The Nexos account confirms that the students “arrived late” for the celebration of María de los Ángeles Pineda (in fact, an hour after her report was finished). It gives more details about the run-in at the hospital with officers of the 27th Battalion who sneeringly referred to the “Ayotzinapos,” and threatened to turn them over to the municipal police. There are implausible details from the interrogation of the students by the assassins. But perhaps the most important thing in the long article is that it notes how in the days leading up to the killings, and earlier that same day, September 26, there were a series of clashes between the Teachers College students and the police over their rounding up of buses to take the students to Mexico City for October 2.1

Thus the “historical truth” by the Federal Attorney General, claiming that “it was the drug traffickers” who were responsible for the Iguala massacre, is refuted. There is overwhelming evidence that state and Federal Police were informed in real time of the events, and that the Army participated in the persecution of the students. That drug traffickers may have been the trigger men would not be surprising, given the multiple connections between them and government authorities. Nevertheless, it is established that, from the beginning, “it was the Mexican state,” from the municipal to the state and federal levels, that unleashed the assault against the students of the Rural Teachers College “Raúl Isidro Burgos” in Ayotzinapa, Guerrero.

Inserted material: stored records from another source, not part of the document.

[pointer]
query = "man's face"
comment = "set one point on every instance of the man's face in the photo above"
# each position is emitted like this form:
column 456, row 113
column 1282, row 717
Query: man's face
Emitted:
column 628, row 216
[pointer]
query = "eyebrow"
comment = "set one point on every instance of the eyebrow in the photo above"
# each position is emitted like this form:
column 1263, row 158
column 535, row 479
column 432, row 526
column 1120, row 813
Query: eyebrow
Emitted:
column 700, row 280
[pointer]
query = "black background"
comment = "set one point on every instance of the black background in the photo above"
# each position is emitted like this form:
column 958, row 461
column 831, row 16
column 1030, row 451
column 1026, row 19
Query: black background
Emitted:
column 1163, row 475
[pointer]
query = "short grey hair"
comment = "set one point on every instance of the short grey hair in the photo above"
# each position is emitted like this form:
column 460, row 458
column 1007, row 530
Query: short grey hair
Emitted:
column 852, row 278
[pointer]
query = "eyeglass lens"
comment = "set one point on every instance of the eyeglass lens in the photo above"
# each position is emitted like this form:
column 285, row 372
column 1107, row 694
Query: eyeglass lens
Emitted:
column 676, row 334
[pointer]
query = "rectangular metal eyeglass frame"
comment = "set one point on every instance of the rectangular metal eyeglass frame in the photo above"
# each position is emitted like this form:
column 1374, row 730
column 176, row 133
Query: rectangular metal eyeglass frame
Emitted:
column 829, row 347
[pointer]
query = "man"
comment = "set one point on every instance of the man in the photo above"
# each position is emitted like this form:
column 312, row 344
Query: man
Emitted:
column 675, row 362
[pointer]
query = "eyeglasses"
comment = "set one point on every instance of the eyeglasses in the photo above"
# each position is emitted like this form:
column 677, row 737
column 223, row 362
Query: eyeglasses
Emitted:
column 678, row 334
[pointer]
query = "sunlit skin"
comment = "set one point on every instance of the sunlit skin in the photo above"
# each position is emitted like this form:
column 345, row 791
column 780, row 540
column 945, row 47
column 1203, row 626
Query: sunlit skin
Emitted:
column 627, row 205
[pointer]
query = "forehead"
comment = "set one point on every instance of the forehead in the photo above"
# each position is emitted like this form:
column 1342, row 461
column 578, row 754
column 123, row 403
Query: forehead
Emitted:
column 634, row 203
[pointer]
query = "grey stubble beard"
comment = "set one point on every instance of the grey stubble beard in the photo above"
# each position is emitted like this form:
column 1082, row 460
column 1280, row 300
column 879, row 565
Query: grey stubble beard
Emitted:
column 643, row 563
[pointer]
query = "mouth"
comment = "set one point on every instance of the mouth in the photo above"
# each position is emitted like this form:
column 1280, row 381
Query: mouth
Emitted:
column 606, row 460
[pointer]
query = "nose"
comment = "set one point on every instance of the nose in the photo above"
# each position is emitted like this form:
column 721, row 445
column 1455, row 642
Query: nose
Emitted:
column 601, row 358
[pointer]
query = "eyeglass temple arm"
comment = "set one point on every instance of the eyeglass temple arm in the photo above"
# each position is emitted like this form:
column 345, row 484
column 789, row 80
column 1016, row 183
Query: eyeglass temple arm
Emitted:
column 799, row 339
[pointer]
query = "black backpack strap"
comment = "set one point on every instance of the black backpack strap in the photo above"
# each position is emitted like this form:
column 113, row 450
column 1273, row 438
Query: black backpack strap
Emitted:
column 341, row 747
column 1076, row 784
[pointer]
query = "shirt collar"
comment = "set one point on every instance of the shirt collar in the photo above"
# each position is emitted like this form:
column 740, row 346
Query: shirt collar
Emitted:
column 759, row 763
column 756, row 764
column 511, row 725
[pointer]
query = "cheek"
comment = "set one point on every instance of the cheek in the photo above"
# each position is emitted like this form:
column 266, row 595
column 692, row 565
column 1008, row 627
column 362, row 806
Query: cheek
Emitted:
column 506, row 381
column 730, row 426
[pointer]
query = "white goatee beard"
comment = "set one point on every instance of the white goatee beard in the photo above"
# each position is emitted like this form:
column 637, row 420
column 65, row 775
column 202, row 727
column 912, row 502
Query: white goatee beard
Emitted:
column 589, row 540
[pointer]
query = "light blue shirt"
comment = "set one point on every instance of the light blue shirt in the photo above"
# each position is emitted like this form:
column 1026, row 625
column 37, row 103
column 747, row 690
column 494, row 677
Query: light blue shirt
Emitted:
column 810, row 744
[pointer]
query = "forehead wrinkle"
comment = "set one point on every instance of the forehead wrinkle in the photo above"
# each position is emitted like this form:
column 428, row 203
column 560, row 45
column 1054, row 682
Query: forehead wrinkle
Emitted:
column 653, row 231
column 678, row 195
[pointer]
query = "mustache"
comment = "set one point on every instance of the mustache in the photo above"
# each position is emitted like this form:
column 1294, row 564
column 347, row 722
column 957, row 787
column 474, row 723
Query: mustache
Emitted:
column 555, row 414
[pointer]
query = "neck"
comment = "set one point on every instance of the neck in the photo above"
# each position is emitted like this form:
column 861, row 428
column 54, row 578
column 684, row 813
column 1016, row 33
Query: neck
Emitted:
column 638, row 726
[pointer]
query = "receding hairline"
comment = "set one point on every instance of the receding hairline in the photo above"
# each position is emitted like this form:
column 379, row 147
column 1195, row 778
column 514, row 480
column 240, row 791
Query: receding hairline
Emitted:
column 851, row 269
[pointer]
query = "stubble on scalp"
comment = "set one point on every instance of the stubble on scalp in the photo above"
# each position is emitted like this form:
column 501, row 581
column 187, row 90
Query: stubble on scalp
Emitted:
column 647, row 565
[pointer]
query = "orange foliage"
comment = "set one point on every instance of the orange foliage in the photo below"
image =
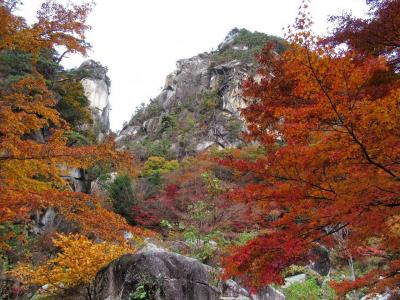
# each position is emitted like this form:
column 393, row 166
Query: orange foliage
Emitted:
column 75, row 265
column 331, row 134
column 31, row 172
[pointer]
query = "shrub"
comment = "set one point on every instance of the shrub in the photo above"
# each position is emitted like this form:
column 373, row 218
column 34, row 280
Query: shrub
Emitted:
column 308, row 290
column 122, row 195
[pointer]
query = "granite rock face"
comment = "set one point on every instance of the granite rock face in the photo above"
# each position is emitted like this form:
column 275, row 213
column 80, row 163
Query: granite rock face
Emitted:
column 203, row 97
column 166, row 275
column 97, row 85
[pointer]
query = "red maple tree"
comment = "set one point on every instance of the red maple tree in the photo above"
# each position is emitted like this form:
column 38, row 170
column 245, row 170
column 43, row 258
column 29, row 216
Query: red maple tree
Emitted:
column 329, row 120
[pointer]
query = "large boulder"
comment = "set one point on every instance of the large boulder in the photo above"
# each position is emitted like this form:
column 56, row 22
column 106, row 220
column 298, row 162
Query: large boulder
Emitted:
column 168, row 276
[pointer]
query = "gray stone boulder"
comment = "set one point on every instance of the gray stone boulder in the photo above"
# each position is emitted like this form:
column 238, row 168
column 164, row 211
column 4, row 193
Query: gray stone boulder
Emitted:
column 166, row 275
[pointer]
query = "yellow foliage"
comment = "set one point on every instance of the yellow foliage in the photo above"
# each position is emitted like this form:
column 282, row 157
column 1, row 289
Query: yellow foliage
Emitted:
column 75, row 265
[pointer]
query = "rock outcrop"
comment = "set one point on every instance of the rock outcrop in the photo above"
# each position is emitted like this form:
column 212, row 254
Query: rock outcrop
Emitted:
column 199, row 105
column 163, row 275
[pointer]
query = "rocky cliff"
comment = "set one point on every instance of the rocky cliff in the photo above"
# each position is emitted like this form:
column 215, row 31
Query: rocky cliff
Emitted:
column 199, row 105
column 97, row 85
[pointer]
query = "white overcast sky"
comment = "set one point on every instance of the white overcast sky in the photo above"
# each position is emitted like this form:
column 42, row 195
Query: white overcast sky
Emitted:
column 140, row 41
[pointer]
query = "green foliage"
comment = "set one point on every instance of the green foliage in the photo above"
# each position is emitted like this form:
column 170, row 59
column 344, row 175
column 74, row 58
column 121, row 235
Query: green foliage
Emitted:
column 254, row 41
column 166, row 224
column 140, row 293
column 122, row 195
column 147, row 289
column 308, row 290
column 293, row 270
column 244, row 237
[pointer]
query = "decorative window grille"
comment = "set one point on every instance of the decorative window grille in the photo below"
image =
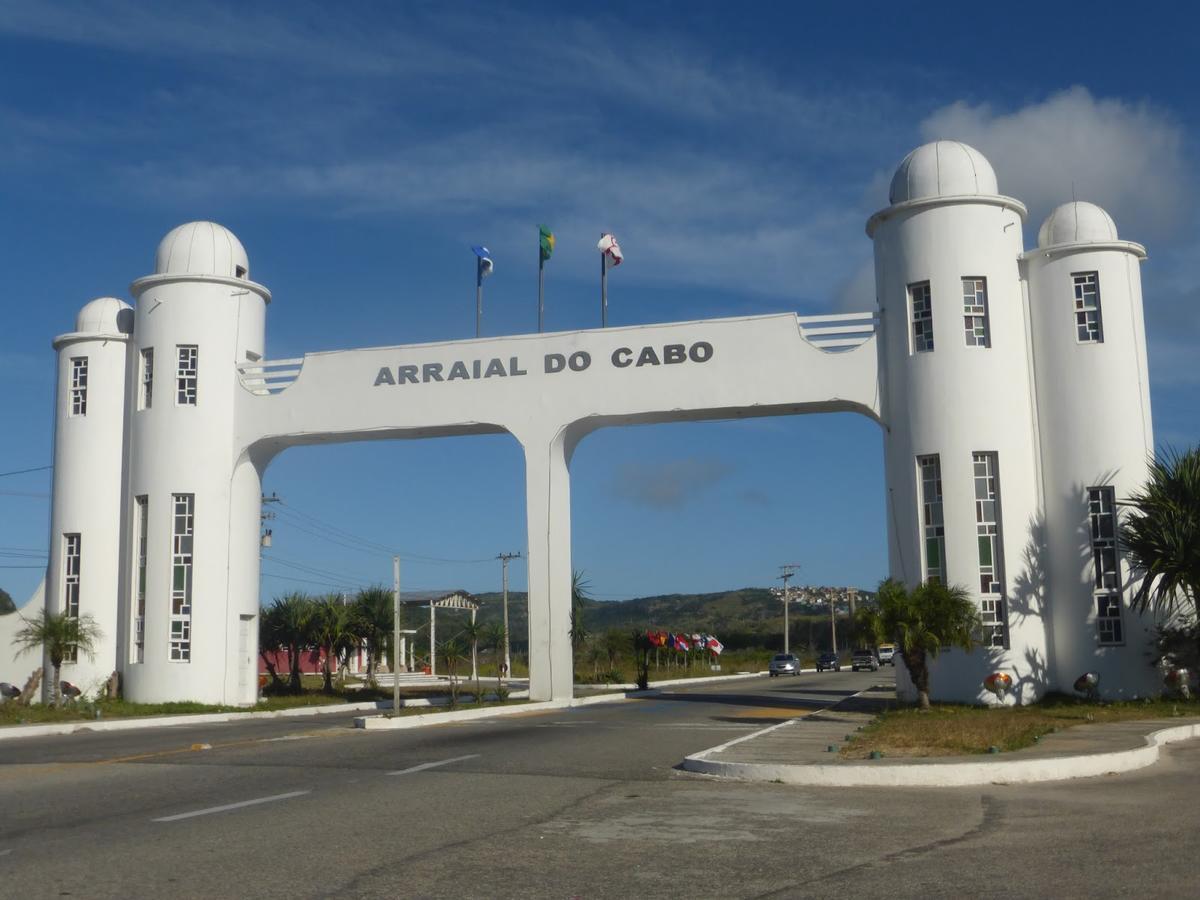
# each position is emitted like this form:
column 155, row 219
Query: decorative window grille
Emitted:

But confirming the undeniable is only the beginning of wisdom. One must establish what is the state. It is not just the government< of the day, which can be replaced – and has been replaced – by another, with greater or lesser political changes, or none at all. The state, on the other hand, as Friedrich Engels explained in his book The Origin of the Family, Private Property and the State (1885), and V.I. Lenin elaborated in his pamphlet State and Revolution (1917), consists of “special bodies of armed men (the police and standing army)” who defend the interests and embodied the rule of one class over the others.

The persistence of massacres in Mexico, under rulers of all the bourgeois parties, underscores that it is not due to the government, but instead it is the capitalist state >itself, the repressive apparatus of the capitalist system, which has planted bodies all over the territory of Mexico, and has done so for a long time. And behind it is the bloody hand of imperialism with its interminable wars against the exploited and oppressed (see “Ayotzinapa and the Imperialist Assault on Public Education”).

That being the case, one must ask, how can justice be obtained for the fallen comrades of Ayotzinapa? Asking the state to investigate itself is an idiocy of the first order. Hope that imperialist “human rights” agencies come out against the rulers administering what Yankee imperialism considers its “back yard”? Also doomed to failure. A “truth commission” which years later confirms a sanitized version of what is already evident is not the least be interesting. In the face of a powerful and implacable enemy, our only recourse is to call for revolutionary mobilization of the working class. This is the true “historical truth” of the crime of Iguala. ■


  1. 1.The anniversary of the 1968 Tlaltelolco Massacre of hundreds of students by the Mexican army and police.